Security Model
TraceLLM has two auth surfaces.
Browser Auth
Users log in with email and password.
Passwords are hashed with Argon2id.
The server returns a JWT in an HttpOnly cookie.
Current local MVP behavior:
- JWT algorithm: RS256
- cookie: HttpOnly
- default TTL: 7 days
- development secure cookie flag: off
Important production hardening:
- load RSA keys from secrets instead of generating in memory
- enable secure cookies behind HTTPS
- add CSRF protection for cookie-authenticated writes
- add password reset and email verification
- add rate limiting for auth endpoints
SDK Auth
SDKs use project API keys.
API key behavior:
- full key shown once
- server stores only a hash
- key prefix shown in UI
- key can be revoked
Important production hardening:
- key scopes
- key rotation reminders
- rate limits per key
- audit logs
- organization and project roles
Content Capture
Prompt and output capture are off by default.
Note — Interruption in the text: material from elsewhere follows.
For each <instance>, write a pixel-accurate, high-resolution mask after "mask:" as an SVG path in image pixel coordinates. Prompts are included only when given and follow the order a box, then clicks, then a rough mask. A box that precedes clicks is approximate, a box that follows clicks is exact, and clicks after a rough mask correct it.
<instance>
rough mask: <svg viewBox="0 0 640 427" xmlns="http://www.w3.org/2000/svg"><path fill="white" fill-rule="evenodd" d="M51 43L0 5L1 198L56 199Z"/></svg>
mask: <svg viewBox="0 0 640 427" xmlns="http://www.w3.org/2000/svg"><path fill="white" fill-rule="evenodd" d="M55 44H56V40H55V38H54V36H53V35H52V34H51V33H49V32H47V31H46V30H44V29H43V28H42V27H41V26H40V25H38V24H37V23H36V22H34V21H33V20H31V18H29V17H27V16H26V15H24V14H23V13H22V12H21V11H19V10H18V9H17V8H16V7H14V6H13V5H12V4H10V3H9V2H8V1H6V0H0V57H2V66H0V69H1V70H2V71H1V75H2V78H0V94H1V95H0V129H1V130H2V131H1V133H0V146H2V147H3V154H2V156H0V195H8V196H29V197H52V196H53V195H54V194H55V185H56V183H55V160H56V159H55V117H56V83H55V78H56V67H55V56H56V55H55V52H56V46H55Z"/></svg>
This is important because LLM content can contain:
- personal data
- secrets
- customer data
- internal business data
Use project config to enable content capture intentionally.
Redaction
Current redaction supports:
- email-like strings
- API-key-like strings
Redaction is not a substitute for careful instrumentation. Avoid putting secrets in metadata or span names.